As a society, we are fascinated by the wealthy—we constantly scrutinize and analyze their lifestyles and decisions, trying to learn what it is that sets them apart and allows them to be so successful.
Many millionaires or billionaires actually come from middle class backgrounds and they understand value. Even though they have a lot of money to spend, they still make it a priority to make sure they are getting the most “bang for their buck”.
This approach was recently highlighted in the Dallas Business Journal in an article mentioning Texas oil tycoon and billionaire T. Boone Pickens. Pickens chose the Collaborative Process for his most recent divorce not because he is wealthy, but because he understands the value.

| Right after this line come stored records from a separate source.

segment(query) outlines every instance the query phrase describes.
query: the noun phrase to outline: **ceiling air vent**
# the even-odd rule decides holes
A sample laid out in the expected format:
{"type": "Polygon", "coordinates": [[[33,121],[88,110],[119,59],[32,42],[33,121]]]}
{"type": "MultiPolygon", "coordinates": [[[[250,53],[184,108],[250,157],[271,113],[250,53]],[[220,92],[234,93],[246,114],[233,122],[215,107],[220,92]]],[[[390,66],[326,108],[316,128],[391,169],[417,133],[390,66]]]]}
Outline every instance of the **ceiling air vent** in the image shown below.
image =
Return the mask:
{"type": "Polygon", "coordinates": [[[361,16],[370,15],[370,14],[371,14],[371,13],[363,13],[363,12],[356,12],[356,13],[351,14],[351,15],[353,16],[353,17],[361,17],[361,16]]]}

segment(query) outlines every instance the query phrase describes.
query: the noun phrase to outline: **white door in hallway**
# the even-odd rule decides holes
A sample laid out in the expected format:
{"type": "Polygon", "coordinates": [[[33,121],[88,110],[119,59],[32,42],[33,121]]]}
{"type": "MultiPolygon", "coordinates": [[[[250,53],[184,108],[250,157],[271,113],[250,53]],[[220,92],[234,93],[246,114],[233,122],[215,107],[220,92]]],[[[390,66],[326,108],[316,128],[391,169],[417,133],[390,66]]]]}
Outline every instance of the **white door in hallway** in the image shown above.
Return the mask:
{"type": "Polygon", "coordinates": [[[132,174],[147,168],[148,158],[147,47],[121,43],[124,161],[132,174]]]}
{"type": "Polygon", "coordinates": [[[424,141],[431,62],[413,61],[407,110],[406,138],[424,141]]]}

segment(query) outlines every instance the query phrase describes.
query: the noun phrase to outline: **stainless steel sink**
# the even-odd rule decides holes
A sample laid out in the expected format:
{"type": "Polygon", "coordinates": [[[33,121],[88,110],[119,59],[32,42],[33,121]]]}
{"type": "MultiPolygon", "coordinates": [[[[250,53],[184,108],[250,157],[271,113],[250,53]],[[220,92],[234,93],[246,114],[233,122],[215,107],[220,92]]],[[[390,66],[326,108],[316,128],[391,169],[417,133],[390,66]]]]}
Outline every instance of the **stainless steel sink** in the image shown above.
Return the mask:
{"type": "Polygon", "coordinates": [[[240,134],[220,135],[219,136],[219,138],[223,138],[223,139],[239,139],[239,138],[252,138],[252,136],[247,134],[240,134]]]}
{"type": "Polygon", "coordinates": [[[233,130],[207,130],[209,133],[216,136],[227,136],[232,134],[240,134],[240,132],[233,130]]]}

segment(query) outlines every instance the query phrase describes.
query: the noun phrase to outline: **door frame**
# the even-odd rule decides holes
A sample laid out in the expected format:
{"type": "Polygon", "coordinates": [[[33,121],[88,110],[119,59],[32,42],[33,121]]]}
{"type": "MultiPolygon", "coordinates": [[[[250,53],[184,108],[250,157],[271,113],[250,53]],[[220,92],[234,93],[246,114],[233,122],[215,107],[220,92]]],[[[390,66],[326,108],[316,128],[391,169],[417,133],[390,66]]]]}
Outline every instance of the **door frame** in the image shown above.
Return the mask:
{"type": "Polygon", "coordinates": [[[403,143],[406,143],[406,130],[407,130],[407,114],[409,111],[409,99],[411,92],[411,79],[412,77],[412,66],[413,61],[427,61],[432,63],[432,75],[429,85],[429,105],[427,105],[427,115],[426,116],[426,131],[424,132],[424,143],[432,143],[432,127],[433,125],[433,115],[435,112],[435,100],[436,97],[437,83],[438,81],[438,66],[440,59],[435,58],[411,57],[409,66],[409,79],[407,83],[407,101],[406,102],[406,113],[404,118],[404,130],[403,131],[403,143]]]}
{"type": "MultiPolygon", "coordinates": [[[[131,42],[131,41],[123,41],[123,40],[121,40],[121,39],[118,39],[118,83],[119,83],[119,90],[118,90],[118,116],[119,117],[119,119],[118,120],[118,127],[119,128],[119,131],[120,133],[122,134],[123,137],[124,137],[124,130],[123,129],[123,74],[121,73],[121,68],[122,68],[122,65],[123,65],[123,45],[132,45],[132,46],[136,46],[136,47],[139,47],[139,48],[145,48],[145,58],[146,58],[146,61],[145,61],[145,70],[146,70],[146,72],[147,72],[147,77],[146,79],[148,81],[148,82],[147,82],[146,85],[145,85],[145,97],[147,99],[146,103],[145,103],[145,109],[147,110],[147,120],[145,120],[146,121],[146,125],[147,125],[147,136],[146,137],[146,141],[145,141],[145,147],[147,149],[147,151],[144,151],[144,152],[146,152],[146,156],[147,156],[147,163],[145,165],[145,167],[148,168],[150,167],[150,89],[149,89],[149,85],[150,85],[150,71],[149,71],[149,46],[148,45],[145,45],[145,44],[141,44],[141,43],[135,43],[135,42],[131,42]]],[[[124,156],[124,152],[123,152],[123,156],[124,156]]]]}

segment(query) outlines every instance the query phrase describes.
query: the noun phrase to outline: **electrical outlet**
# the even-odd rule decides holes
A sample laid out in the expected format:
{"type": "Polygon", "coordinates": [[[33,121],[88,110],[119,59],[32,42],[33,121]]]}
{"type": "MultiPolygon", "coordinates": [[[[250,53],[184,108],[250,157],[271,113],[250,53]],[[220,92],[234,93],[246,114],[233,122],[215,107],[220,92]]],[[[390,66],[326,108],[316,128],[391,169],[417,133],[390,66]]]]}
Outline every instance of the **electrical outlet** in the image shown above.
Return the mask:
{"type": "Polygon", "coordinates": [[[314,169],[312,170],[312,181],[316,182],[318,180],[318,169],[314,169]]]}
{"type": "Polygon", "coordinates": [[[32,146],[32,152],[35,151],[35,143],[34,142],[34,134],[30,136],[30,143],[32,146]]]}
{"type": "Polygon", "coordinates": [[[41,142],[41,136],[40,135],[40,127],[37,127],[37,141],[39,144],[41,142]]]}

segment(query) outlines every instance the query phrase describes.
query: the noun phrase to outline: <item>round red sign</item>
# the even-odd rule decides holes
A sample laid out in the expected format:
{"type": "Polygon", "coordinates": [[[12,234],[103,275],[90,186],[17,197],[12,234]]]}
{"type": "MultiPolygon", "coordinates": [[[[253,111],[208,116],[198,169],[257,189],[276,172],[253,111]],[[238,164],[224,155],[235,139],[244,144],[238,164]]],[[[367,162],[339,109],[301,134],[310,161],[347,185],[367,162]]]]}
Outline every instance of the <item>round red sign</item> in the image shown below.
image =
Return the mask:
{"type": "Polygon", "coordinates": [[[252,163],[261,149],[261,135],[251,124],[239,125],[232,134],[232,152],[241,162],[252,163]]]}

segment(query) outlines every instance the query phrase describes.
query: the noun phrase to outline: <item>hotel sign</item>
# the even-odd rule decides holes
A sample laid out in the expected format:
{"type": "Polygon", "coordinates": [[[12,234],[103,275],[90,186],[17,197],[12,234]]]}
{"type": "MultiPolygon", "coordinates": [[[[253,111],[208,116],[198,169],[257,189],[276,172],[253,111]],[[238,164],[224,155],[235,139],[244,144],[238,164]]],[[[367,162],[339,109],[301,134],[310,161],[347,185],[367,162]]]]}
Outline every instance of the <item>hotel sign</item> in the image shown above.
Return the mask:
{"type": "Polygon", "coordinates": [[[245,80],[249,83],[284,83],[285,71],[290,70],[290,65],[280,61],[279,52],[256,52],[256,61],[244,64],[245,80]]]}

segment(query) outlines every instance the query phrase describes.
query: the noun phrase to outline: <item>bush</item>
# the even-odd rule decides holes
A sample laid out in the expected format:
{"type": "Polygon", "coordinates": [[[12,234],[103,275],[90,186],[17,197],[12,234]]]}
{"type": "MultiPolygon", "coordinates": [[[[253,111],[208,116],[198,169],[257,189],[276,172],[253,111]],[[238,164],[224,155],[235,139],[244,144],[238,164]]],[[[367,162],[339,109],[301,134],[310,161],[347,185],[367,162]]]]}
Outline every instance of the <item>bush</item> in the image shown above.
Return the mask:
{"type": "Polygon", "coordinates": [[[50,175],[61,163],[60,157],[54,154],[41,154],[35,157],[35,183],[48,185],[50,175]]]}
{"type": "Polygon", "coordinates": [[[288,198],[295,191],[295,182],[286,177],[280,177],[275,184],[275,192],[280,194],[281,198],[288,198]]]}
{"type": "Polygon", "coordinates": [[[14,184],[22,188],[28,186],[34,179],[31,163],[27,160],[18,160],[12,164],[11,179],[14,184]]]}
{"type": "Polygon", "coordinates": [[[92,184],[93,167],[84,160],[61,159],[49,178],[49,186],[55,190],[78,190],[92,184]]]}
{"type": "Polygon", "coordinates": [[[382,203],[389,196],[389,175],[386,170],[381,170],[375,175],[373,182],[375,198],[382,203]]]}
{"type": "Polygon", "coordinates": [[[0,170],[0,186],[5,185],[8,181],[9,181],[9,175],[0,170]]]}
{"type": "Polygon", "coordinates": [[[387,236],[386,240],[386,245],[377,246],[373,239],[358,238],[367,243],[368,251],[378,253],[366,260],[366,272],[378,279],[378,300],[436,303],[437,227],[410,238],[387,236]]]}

Many perspective clients who are in the beginning stages of shopping around for an attorney question the Team concept when I explain the Collaborative Process—they assume having an entire Team of Collaborative Professionals to help them through their divorce is an extravagance. The truth is, Collaborative provides the best value for the money. Depending on the complexity of the case, the legal fees may end up being the same as if the clients had litigated (though statistics show on average, the average traditional contested divorce takes 18+ months to resolve and costs $30,000, while most Collaborative cases take 6-9 months to resolve, and even with a full team of professionals, cost $15,000 on average), but it saves money in the long term. The family is able to better move forward from the divorce and the couple tends to be more satisfied with the outcome, reducing the likelihood of having to go back to court for post-judgment issues. Consider this: 90% of litigated cases end up back in court, compared to only 10% of cases initially handled within the Collaborative Process.